Esther: a woman of faith
God is not mentioned in the Book of Esther, but Mordecai’s words, "relief and deliverance for the Jews will arise from another place" (Esther 4:14), suggest that God was in full control.
Mordecai, Esther’s uncle, was wise enough to tell her not to disclose that she was a Jew, and Esther continued to follow his instructions as she had done as a child. When Mordecai found out about a plot about King Xerxes to kill him, he told Esther and she gave the credit to Mordecai when she reported back to the king. Esther found favour with the king, but would not return to him, unless he summoned her. No doubt she remembered what had happened when Vashti had refused to go to the king when he summoned her.

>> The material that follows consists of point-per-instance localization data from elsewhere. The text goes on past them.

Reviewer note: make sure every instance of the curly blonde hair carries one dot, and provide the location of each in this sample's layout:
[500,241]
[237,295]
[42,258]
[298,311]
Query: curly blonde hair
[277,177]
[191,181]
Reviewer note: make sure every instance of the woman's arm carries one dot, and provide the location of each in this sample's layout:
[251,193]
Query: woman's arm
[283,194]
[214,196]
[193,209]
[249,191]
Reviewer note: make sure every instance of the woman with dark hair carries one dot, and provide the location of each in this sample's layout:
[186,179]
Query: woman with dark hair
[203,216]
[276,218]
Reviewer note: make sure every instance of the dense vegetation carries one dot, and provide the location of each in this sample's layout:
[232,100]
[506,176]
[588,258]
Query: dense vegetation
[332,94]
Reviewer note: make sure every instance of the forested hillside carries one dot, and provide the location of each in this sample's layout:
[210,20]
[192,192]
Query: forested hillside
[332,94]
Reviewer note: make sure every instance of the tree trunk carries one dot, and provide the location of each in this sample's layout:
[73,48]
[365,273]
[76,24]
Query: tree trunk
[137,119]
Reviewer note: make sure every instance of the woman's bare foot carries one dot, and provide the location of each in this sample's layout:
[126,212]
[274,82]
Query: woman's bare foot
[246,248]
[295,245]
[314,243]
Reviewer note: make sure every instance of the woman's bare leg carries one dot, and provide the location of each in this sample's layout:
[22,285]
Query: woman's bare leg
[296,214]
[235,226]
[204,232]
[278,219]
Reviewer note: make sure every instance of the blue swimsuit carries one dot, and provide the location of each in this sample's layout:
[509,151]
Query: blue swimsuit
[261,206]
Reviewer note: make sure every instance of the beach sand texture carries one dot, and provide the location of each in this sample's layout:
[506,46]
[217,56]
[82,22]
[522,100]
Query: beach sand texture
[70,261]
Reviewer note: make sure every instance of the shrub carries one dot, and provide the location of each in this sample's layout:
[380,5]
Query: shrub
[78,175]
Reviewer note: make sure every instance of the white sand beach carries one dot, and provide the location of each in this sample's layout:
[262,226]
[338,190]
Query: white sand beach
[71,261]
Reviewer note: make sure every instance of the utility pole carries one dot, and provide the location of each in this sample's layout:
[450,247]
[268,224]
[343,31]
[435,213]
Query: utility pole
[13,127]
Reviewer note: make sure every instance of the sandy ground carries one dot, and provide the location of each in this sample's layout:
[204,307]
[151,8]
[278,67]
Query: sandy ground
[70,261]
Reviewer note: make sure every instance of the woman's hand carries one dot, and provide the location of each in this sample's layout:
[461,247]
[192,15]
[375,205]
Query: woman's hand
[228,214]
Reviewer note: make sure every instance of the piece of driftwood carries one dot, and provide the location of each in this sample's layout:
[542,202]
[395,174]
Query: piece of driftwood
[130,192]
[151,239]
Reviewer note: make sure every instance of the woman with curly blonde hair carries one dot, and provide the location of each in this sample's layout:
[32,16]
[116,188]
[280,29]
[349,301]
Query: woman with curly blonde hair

When Haman was given a high position in the king’s court, Mordecai would not bow down to him. Having found out that Mordecai was a Jew, Haman wanted to kill him and all the Jews, which included Esther. Mordecai asked Esther to help by begging for mercy for the Jews, but she reminded him that anyone who went to the king without being summoned would be put to death "unless the king extends the gold sceptre to them" (4:11).
Mordecai replied: "Do not think that because you are in the king’s house you alone of all the Jews will escape. For if you remain silent at this time, relief and deliverance for the Jews will arise from another place, but you and your father’s family will perish. And who knows but that you have come to your royal position for such a time as this?" (4:13-14).
Mordecai had seen that it was God’s purpose that Esther should be in the king’s house and be the means of saving the Jews. But how brave she was in a very difficult situation. She sent a reply back to her uncle Mordecai, "I will go to the king, even though it is against the law. And if I perish, I perish" (4:16).
Esther risked her life and went to the king. She found favour with him and consequently saved the Jews from destruction. So justice was done in accordance with God’s will and purpose.